W-61/llama-3-8b-base-new-dpo-hh-harmless-4xh200-batch-64-s_star-0.4-eta-0.1-q_t-0.43

TEXT GENERATIONConcurrency Cost:1Model Size:8BQuant:FP8Ctx Length:8kPublished:Apr 28, 2026Architecture:Transformer Cold

The W-61/llama-3-8b-base-new-dpo-hh-harmless-4xh200-batch-64-s_star-0.4-eta-0.1-q_t-0.43 model is an 8 billion parameter language model, fine-tuned from W-61/llama-3-8b-base-sft-hh-harmless-4xh200. It was fine-tuned using Direct Preference Optimization (DPO) on the Anthropic/hh-rlhf dataset, aiming to enhance harmlessness and align with human preferences. This model is designed for applications requiring a robust and safety-aligned conversational AI with an 8192 token context length.

Loading preview...

Model Overview

This model, llama-3-8b-base-new-dpo-hh-harmless-4xh200-batch-64-s_star-0.4-eta-0.1-q_t-0.43, is an 8 billion parameter language model derived from the Llama 3 architecture. It has been specifically fine-tuned using Direct Preference Optimization (DPO) on the Anthropic/hh-rlhf dataset, which is known for its focus on helpfulness and harmlessness. The base model for this fine-tuning was W-61/llama-3-8b-base-sft-hh-harmless-4xh200.

Key Characteristics

  • Parameter Count: 8 billion parameters.
  • Context Length: Supports an 8192 token context window.
  • Fine-tuning Method: Utilizes Direct Preference Optimization (DPO) for alignment.
  • Training Data: Fine-tuned on the Anthropic/hh-rlhf dataset, emphasizing safety and helpfulness.
  • Training Hyperparameters: Key hyperparameters include a learning rate of 5e-07, a total training batch size of 64, and training for 1 epoch.

Intended Use Cases

This model is suitable for applications where generating harmless and aligned text is a priority.

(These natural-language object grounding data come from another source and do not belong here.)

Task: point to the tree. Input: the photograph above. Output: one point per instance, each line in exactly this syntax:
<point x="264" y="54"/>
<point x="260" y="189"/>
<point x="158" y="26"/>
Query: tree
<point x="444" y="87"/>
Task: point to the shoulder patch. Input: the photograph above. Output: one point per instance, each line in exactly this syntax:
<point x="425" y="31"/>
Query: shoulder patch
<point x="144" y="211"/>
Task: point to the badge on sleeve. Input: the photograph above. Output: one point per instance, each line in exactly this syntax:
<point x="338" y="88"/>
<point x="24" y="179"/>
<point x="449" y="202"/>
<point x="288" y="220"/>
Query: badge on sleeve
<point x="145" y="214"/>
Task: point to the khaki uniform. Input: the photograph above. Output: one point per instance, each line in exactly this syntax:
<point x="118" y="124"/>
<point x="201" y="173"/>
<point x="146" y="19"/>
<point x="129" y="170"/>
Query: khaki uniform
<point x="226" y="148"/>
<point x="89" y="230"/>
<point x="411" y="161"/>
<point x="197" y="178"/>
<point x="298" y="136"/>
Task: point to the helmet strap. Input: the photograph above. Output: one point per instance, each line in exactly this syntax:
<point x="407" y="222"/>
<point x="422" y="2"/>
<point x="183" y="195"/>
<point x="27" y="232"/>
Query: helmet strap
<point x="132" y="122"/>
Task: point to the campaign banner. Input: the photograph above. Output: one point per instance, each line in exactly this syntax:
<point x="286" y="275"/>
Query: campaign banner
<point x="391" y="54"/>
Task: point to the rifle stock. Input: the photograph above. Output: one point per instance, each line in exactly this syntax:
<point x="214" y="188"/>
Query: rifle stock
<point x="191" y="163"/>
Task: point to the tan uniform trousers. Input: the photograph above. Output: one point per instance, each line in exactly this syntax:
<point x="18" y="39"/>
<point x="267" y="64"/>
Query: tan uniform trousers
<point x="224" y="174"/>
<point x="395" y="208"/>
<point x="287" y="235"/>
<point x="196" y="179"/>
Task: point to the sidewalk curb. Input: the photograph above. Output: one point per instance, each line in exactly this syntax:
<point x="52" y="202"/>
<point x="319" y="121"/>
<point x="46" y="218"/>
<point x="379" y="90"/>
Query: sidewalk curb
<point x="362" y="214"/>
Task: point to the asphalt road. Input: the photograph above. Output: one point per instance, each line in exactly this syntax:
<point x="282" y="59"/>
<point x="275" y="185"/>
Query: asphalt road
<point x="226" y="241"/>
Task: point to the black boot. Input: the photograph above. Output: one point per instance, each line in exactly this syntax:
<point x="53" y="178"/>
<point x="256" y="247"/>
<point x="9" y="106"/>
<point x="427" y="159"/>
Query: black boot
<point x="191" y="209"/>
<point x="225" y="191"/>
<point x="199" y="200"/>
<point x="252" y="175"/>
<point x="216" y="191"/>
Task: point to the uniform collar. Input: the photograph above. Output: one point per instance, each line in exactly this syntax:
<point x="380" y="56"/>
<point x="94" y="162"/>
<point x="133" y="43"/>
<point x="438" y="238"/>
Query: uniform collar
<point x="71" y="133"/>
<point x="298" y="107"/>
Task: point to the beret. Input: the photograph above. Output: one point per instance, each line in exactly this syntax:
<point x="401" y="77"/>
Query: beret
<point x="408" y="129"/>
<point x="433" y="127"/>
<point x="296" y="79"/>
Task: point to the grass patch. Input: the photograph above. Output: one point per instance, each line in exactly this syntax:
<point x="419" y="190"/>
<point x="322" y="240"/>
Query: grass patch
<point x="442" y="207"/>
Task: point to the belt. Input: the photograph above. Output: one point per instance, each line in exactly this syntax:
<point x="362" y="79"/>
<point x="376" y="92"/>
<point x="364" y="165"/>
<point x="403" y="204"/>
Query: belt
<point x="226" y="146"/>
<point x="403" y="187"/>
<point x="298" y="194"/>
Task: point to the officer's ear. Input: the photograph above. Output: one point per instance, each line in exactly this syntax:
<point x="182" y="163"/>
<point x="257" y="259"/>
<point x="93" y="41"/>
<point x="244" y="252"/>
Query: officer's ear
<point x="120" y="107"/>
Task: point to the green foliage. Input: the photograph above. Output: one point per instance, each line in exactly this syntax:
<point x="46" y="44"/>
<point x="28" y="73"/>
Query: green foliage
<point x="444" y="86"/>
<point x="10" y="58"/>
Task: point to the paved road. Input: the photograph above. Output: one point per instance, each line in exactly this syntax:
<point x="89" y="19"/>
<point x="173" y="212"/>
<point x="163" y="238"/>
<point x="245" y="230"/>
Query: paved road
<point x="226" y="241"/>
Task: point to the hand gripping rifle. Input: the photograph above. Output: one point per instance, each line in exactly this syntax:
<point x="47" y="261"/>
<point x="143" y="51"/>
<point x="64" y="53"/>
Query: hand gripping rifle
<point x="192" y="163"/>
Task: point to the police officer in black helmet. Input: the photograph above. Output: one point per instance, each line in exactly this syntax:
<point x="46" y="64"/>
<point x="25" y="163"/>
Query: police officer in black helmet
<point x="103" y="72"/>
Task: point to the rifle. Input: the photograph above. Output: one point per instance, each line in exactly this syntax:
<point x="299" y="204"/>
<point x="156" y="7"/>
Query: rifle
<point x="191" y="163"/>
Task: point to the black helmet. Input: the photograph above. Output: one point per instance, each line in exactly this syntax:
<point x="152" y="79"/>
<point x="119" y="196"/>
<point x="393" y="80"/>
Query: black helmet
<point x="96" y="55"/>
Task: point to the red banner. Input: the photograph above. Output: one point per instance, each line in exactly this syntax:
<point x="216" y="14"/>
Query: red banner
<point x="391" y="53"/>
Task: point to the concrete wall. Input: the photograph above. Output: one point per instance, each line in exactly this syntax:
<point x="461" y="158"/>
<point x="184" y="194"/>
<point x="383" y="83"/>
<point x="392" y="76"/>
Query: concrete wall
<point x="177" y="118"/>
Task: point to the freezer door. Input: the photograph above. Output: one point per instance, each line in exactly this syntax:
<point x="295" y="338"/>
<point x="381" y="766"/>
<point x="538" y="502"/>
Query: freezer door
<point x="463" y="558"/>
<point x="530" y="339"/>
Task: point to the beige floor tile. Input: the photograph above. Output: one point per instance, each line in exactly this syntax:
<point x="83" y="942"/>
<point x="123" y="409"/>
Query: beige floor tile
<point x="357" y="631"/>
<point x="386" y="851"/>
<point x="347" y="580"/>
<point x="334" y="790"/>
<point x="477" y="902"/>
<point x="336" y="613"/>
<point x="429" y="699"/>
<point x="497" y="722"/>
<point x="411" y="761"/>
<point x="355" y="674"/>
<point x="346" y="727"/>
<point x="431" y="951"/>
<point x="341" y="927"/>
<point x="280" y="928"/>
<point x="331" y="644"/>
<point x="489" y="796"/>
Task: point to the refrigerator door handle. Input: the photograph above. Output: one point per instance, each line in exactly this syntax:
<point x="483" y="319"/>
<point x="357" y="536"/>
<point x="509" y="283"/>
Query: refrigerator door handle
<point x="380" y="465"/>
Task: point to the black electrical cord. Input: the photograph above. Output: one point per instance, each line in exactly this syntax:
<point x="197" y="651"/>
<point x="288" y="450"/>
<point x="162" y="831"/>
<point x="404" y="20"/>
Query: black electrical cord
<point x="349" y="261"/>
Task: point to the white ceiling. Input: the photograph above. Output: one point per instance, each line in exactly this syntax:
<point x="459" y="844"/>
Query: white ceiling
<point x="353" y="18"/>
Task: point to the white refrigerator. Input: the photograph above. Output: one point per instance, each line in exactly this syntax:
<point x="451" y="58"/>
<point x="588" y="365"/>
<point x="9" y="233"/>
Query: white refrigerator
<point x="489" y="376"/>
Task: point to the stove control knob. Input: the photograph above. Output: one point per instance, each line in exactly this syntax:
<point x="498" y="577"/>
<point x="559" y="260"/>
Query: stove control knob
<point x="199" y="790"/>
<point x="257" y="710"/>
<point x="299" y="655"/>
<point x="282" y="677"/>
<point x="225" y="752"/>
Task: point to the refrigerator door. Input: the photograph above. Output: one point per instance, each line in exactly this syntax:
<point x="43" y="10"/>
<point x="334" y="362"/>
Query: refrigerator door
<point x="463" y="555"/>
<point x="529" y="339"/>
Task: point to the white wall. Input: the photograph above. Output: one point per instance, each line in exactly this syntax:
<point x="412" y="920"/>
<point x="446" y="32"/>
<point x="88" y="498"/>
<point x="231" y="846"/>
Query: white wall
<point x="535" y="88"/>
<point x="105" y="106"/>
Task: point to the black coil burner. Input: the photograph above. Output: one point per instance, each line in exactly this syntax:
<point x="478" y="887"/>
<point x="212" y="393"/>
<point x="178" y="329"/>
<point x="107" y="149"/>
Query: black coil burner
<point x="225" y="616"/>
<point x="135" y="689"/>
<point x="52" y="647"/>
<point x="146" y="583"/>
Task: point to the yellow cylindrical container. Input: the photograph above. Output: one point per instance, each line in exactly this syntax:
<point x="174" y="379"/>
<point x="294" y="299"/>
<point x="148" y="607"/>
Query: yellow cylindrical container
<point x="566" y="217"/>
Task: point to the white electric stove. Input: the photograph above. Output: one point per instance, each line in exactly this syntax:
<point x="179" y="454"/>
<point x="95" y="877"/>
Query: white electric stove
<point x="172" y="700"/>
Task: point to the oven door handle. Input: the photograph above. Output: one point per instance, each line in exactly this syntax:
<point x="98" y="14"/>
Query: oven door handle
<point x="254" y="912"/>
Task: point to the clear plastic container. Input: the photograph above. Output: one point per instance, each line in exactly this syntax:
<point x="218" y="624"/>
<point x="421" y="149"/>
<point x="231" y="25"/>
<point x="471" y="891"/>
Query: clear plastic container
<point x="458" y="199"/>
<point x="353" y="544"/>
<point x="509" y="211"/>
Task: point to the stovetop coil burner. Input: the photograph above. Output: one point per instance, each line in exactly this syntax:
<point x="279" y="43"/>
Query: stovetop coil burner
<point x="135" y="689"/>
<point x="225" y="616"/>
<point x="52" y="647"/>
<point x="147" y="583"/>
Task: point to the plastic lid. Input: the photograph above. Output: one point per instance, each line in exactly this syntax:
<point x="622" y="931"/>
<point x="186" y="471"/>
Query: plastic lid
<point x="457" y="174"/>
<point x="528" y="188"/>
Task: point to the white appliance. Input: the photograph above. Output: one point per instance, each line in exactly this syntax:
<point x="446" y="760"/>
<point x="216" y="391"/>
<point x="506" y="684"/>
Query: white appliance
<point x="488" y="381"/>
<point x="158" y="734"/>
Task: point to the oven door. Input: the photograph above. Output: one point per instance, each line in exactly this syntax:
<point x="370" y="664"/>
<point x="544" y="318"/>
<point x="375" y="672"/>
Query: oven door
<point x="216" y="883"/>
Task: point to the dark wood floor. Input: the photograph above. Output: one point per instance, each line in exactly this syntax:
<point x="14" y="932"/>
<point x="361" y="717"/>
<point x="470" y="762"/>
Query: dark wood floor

Its DPO fine-tuning on the Anthropic/hh-rlhf dataset suggests an optimization for:

  • Safety-critical applications: Where avoiding harmful or biased outputs is crucial.
  • Conversational AI: For chatbots and virtual assistants that need to maintain helpful and harmless interactions.
  • Content moderation: Assisting in filtering or generating content that adheres to safety guidelines.